さっちゃん。【短い小説】

小説

その情報を私は新聞記事で知った。そこには、人の手がほしいひとにはうってつけ、寂しい一人暮らしの老人にも朗報、と広告記事のように軽妙な調子で説明があった。なんでも、十万円だせば、気軽に電気屋で買えるのでそうだ。

はじめ、私は特に関心を持たず、他の記事と一緒にそれも読み飛ばしただけで、再読しなかった。ただ、寂しい一人暮らしの老人にも朗報、という言葉が、いやらしく、私の頭のなかで何度も繰り返された。

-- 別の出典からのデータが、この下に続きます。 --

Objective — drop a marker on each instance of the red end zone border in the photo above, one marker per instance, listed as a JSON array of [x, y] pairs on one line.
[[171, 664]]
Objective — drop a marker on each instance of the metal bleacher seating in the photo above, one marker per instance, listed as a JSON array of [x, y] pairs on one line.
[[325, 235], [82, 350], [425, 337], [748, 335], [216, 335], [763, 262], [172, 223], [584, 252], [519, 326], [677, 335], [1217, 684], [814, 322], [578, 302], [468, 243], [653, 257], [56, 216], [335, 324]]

思いもよらない、というのは、主に外的要因に当てはまることで、例えば、偶然の出会いとか、意図しない事故などによく使われるが、歳を取ると、自分自身の変化ほど、「思いもよらない」ことはないように思われる。

電気屋に台所のLEDを買いに行ったのだが、「思いもよらない」とこに、私はそんなことはすっかり忘れて、ある少女の方へ目が行ってしまった。彼女は六歳か七歳くらいで、ショーケースのなかに立てかけられてあった。私はすぐにあの新聞記事を思い出した、「一人暮らしの老人にも朗報」。

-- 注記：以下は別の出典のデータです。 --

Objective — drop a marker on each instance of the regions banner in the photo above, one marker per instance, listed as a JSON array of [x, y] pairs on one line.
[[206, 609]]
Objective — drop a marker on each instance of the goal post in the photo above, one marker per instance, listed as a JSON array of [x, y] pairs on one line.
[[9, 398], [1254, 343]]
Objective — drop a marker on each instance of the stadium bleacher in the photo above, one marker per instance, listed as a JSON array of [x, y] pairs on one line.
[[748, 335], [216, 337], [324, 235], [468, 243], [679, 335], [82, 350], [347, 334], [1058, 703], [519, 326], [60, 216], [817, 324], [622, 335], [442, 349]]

電気屋のスタッフは私がショーケースの前で佇んでいるのをみると、「いまは、全店舗でキャンペーン中でして、お安くしてあります」といった、そして、いい感じのお孫さんですよ、と付け加えた。

彼は、ショーケースから少女を取り出して、操作の簡単な説明を始めた。少女の首の付け根には、小さなスイッチがあって、それを押せばいいだけだった。私は、逡巡がありながらも、彼の勧めにおされてその少女を買った。八万七千円だった。そして、肝心のLEDを忘れて、彼女と一緒に帰宅したのだった。

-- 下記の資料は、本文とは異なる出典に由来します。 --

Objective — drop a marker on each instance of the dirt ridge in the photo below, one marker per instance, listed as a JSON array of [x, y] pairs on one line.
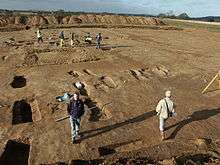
[[84, 19]]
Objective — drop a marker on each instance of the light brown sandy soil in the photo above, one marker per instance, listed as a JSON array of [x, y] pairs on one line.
[[131, 74], [80, 19]]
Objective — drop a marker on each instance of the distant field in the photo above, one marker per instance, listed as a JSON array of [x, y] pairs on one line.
[[193, 24]]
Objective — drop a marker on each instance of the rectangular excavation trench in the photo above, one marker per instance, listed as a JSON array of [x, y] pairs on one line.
[[25, 112], [16, 153]]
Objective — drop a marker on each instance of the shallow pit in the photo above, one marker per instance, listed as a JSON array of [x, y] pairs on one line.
[[16, 153], [18, 82], [21, 112]]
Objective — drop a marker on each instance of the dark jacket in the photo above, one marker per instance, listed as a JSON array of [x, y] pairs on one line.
[[75, 108]]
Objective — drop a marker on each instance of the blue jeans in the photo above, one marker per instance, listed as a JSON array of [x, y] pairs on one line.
[[75, 126], [98, 45], [161, 123]]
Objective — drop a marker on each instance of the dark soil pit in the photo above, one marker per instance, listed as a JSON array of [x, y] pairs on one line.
[[15, 153], [106, 151], [18, 82], [22, 112], [92, 105], [106, 48], [199, 159], [95, 111]]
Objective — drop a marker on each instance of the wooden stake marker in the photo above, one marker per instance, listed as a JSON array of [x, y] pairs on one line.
[[217, 77]]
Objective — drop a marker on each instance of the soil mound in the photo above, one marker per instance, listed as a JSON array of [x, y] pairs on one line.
[[84, 19]]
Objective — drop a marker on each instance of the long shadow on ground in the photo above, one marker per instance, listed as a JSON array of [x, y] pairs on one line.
[[98, 131], [196, 116]]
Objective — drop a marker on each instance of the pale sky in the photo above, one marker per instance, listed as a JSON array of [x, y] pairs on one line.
[[194, 8]]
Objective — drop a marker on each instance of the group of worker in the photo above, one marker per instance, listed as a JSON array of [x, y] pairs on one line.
[[75, 106], [75, 110], [74, 40]]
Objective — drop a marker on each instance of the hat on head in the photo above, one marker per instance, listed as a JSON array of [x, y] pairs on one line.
[[168, 93]]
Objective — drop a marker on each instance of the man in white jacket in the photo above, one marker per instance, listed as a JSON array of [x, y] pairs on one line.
[[164, 109]]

私は、彼女をさっちゃんと呼ぶことにした。よく見るユーチューブのチャンネルで、幼稚園児くらいの可愛い女の子が歌い、犬と戯れるさまをときどき見ていて、私が買った少女も彼女と似てなくはなかった、ユーチューブの少女もさっちゃんというのだった。

さっちゃんは、スイッチをいれると、五分ほどでゆっくりと動きだした。私が、何か歌は知っているかいと尋ねると、彼女は「犬のおまわりさん」を歌い出した。私は、それが彼女の年齢くらいの子どもにしては、少し、幼すぎると思ったが、彼女がきままに歌うままにしておいた。

彼女と、近くの緑地公園に散歩に行くのが日課になり、やがて彼女がきっかけで話しかけてくるひともいた。私はそれが億劫でならなかった。

ある老人(明らかに孤独で、話し相手を探しているような)が、さっちゃんを見て、今頃が一番かわいいね、うちの孫もちょうどあれくらいだけど、娘夫婦は連絡ひとつ寄越さない、といった。そして、まじまじとさっちゃんを眺めた。さっちゃんは、虫取りに夢中だった。

小一時間公園で、過ごし、彼女が遠くに行きそうなそぶりを見せたので、私は彼女を引き戻そうと、そのほうへ駆け寄った。彼女は、私の知らない歌をうたっていた。それは、私を不快にさせた。

どこで覚えたのか、と彼女に聞いても答えなかった。私はさらに不安になった。

さっちゃんの首のスイッチを切ると、彼女はゆっくりと眠り出す。私は彼女専用の寝室を用意していた。もう三日彼女を起こしていない。やはり、あの歌が少堪えたようだ。